One conflict was inevitable: the Christian notion of individual salvation would butt up against the Germanic bond of kinship. Personal salvation versus loyalty to one’s clan and one’s lord. An example of this conflict is offered in Njal’s Saga. Njal and his sons are surrounded in their home by Flossi, who is seeking to avenge the murder of his son-in-law by Njal’s sons.
Aware of the superior warrior skills of Njal’s sons over his own men, Flossi concludes: “There are only two courses open to us, neither of them good: we must either abandon the attack, which would cost us our own lives, or we must set fire to the house and burn them to death, which is a grave responsibility before God, since we are Christian men ourselves. But that is what we must do.”
Kind of the opposite of turning the other cheek. This code of honor “eventually became normative throughout Christendom.”
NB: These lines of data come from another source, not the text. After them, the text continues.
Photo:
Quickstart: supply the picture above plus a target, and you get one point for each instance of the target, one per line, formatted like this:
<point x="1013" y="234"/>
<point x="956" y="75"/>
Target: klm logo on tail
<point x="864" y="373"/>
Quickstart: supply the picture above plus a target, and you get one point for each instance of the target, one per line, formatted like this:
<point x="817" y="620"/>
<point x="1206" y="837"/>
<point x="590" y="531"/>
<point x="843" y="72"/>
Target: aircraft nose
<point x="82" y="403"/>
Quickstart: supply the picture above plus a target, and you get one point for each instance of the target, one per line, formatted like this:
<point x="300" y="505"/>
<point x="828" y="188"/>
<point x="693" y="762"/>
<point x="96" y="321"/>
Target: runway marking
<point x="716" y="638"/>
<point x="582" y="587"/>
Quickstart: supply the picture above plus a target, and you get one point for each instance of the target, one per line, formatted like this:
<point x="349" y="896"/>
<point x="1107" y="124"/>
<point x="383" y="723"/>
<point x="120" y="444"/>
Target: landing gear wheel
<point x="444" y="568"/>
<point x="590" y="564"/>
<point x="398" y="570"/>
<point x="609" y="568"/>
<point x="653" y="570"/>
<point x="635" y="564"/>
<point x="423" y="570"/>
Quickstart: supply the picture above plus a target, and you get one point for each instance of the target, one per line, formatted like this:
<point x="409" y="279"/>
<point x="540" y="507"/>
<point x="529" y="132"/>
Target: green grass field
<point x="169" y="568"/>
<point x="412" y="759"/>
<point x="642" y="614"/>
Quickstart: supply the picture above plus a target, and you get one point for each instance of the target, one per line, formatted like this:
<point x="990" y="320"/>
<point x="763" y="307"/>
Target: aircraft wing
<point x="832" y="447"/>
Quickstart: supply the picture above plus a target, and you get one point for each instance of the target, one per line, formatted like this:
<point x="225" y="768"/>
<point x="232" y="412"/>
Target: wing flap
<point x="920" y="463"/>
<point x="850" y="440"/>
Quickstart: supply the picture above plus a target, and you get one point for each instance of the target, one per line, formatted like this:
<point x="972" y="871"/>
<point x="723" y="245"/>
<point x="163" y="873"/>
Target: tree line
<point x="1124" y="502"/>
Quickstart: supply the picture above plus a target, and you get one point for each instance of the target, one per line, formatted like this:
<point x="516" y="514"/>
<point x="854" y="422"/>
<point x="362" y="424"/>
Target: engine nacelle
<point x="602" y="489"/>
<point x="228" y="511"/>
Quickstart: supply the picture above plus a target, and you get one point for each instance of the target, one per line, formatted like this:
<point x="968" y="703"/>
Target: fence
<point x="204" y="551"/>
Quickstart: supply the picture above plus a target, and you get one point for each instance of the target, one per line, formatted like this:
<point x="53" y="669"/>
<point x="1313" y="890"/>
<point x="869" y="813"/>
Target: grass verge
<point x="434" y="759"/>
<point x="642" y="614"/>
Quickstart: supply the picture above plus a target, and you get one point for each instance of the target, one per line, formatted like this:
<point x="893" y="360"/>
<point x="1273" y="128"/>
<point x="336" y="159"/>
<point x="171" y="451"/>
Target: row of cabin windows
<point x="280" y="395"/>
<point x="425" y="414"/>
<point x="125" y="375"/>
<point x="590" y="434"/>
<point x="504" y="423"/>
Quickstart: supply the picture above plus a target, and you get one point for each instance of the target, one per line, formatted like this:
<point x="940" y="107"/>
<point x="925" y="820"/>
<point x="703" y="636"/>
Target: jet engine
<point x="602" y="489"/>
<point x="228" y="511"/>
Societal structure in the Roman Empire was quite different, and resulted in a different Christian ethic. Some of the differences include: less emphasis on kinship due to industrialization, mobility, intermingling of various cultures and traditions, less dependence on the head of household. All of these contributing to less connection to the nation. Citing Robert M. Adams:
This indeed is the simplest definition of decadence: it is not failure, misfortune, or weakness, but deliberate neglect of the essentials of self-preservation – incapacity or unwillingness to face a clear and present danger.
As a nation expands into an empire and as the vast majority finds no benefit to empire, the citizen no longer identifies with the state.
Further, citing Walter Ullmann: “the history of jurisprudence is the history of civilization…there is no better guide and no more reliable mirror than the law enacted and practiced.”
One can see in this Roman history the characteristics of the current empire.
The pacifying elements of Christianity had to contend with this ethos of the warrior band; as we know from medieval history, the warrior band survived and was integrated into the faith.
The resulting Germanic Christianity eventually became normative throughout most of medieval Europe.
I am gaining an understanding of how Germanic tradition influenced the resultant Christianity; I am still looking for what it was about the combination of this specific tradition with this specific religion that resulted in the reasonably libertarian law of medieval Europe.
As noted, there were other non-Germanic Indo-European tribes that shared many cultural traditions with the Germanic tribes. Why didn’t contact with Christianity affect these societies as it did the Germanic? Alternatively, why didn’t the non-Christian religions of these non-Germanic Indo-European tribes affect these societies as Christianity affected the Germanic?
Maybe this will become clear in the next few chapters.